Pierre Victor TOURNIER, La Prison. Une nécessité pour la République, Paris, Buchet-Chastel, 2013, 261 p. Préface d’Elisabeth Guigou. 19 euros.
Par Christian Chevandier
Professeur d’histoire
contemporaine à l’Université du Havre
En cinq parties, l’ouvrage aborde les différents
aspects de la peine de privation de liberté, et termine par la question que
pose l’enfermement en démocratie. Beaucoup de thèmes sont abordés, comme celui
de la surpopulation carcérale, que personne n’a étudié aussi bien que l’auteur
qui différencie la surpopulation apparente, les détenus en surnombre, explique
en un chapitre très didactique comment distinguer les cas de figure, les
conséquences également, mais aussi à quel point les situations observées
correspondent (ou non) aux dispositions législatives ou aux règles
internationales. L’auteur tient (et diffuse) depuis plusieurs années des
statistiques régulières et raisonnées des places opérationnelles, des places
inoccupées, des détenus dormant sur des matelas posés à même le sol qui lui
permettent d’étayer ce chapitre.
L’inflation des pratiques d’incarcération n’est pas une solution nous
explique-t-il, pas plus que ne sont pertinents des discours abolitionnistes qui
ignorent « le jour d’après », le lendemain de la suppression des
prisons, et dont un singulier florilège nous est fourni (dont je ne peux
m’empêcher de citer « Car jamais ne cesseront l’oppression ni la barbarie
de la vie en société » d’une thuriféraire de toutes les abolitions – de
l’école, de la psychiatrie, de la prison). Et c’est bien pour penser la prison
à partir de la réalité que ce livre a été écrit. Le sous-titre, « Une
nécessité pour la République », dit de prime abord que l’auteur n’est pas
dupe mais il insiste pour que, précisément, c’est au cœur de celle-ci que doit
s’inscrire l’ensemble du processus de la peine. Et s’il ne nous explique pas
que les prisons françaises sont les pires du monde, c’est bien parce qu’il
connait l’état de la plupart des autres systèmes pénitentiaires.
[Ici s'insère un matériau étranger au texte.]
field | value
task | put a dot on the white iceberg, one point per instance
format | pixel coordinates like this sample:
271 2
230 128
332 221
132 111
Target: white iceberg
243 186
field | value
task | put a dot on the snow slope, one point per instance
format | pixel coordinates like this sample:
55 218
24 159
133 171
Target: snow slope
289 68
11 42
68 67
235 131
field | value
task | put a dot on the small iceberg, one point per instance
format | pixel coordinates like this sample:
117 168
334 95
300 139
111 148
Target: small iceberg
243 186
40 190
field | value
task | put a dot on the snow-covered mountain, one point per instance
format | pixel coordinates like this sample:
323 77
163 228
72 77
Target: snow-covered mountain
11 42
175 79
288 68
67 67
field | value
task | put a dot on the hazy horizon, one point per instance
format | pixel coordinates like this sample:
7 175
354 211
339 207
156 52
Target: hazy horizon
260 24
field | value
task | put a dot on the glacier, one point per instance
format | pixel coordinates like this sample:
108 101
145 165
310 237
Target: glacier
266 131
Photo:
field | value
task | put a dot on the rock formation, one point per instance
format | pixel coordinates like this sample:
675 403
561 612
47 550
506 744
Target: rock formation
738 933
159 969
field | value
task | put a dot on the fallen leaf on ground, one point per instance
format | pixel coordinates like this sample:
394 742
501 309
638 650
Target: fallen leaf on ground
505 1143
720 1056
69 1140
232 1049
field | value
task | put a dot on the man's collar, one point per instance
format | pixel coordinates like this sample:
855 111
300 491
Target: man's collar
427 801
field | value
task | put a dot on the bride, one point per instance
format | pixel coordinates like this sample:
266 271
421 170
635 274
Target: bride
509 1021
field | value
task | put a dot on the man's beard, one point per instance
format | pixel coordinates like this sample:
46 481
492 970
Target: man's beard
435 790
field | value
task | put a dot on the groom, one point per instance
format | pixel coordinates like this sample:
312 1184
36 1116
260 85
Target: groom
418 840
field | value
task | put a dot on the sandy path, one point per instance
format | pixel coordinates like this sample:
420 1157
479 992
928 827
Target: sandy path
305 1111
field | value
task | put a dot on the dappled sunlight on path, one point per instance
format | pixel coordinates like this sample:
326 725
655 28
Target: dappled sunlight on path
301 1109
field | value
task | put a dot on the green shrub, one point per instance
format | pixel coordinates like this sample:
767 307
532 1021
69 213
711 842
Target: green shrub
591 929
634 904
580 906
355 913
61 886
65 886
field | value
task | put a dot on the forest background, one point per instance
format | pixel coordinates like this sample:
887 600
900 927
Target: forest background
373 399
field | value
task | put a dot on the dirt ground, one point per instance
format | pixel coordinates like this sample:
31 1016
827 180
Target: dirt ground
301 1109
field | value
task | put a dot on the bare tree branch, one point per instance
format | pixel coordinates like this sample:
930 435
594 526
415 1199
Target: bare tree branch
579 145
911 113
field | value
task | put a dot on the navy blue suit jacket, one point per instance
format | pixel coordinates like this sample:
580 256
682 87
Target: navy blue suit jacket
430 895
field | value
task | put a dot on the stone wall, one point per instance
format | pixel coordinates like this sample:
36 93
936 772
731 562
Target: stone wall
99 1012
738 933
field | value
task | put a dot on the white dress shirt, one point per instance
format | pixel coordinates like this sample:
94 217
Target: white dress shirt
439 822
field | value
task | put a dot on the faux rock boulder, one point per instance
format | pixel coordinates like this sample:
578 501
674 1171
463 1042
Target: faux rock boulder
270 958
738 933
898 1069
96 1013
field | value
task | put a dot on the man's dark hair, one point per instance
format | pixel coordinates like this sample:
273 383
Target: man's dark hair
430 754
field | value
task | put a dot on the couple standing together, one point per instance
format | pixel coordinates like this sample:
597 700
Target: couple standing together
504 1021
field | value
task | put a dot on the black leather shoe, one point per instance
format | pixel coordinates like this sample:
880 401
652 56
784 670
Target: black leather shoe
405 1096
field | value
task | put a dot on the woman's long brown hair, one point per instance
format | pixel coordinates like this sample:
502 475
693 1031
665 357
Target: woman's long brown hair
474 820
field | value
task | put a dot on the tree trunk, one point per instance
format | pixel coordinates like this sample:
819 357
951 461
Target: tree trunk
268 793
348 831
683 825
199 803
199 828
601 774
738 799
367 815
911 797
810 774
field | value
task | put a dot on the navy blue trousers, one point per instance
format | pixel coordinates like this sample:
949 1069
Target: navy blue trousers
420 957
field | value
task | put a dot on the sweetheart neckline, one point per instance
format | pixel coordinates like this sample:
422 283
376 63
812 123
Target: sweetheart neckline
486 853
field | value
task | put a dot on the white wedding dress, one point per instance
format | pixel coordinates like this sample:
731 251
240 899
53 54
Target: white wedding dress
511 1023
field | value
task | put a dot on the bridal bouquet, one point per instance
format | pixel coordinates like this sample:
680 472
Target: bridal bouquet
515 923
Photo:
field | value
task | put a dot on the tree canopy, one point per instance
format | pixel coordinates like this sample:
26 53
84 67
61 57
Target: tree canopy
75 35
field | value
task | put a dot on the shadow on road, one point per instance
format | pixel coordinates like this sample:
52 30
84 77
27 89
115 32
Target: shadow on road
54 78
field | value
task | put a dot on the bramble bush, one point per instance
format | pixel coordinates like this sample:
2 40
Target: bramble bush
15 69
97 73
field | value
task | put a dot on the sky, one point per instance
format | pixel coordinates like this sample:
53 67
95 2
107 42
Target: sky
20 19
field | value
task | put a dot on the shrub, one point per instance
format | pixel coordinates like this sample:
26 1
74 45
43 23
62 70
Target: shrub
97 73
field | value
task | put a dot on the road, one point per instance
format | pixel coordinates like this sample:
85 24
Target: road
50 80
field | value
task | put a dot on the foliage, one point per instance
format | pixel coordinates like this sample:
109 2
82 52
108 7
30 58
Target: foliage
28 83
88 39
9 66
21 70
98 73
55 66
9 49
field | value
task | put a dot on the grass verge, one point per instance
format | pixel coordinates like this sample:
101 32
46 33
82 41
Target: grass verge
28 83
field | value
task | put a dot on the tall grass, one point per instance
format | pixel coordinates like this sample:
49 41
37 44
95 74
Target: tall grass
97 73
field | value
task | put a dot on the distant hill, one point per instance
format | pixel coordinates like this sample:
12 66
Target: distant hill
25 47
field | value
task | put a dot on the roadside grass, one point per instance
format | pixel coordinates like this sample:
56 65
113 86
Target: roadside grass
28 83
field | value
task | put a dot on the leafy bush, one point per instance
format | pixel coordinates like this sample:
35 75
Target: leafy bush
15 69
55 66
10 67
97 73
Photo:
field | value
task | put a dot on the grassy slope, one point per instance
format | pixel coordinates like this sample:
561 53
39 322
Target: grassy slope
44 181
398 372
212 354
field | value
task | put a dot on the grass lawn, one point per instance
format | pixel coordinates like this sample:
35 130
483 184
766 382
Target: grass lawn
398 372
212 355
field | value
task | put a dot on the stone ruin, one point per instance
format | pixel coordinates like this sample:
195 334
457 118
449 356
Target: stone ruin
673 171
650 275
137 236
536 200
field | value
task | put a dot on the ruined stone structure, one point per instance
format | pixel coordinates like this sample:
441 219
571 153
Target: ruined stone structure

Les passages sans doute les plus importants sont ceux
qui situent au sein d’une société qui évolue la dynamique qui court de l’acte
dont est jugé l’éventuel auteur (présumé innocent) jusqu’à la réinsertion. Un
singulier tableau nous fait comprendre comment il peut y avoir de plus en plus
de personnes en prison, et (parfois) de moins en moins de personnes qui y
entrent. C’est la distinction que font les démographes entre flux et stocks qui
permet de montrer comment, au début des années 1980, nous sommes passés d’une
inflation carcérale du fait du flux des entrées à une inflation d’un autre
modèle, due à la durée du temps passé sous écrou et, surtout, que ce qui
apparaît insupportable dans notre société et qui est véritablement réprimé. Le
1er janvier 1970, la moitié (49,4%) des détenus condamnés sous écrou
l’était pour vol simple ; 42 ans plus tard, ce n’est le cas que de 7,5%.
En revanche, la part de détenus condamnés sous écrou (chaque mot, insiste
Tournier, compte) passe dans le même temps de 7,4% à 13,4% pour des viols,
agressions, atteintes sexuelles, de 5,1% à 26,5% pour des violences
volontaires. A l’évidence, le monde carcéral n’est plus le même aujourd’hui
qu’à l’époque de Michel Foucault lorsque, en décembre 1971, le Groupe
information sur les prisons s’appuyait sur les scandales de l’aire
pompidolienne pour asséner : « Qui vole un pain va en prison, qui
vole des millions va au Palais-Bourbon[1] ».
Les heureux lecteurs de son hebdomadaire électronique, Arpenter le champ pénal (auquel chacun peut s’abonner en le
demandant à pierre-victor.tournier@wanadoo.fr), seront heureux de découvrir
dans cet ouvrage une synthèse des analyses que livre chaque semaine Pierre
Victor Tournier. Les autres gagneraient à lire le livre de celui qui est devenu
le meilleur connaisseur du système pénitentiaire, peut-être tout simplement
parce qu’il est capable de se poser des questions. Et de tenter d’y répondre.
Christian
Chevandier
professeur d'histoire contemporaine, Université du Havre
[1] Sur le GIP, voir Philippe Artières,
Laurent Quéro et Michelle Zancarini-Fournel, Le Groupe d’information sur les prisons. Archives d’une lutte,
1970-1970, Paris, Editions de l’IMEC, 2003.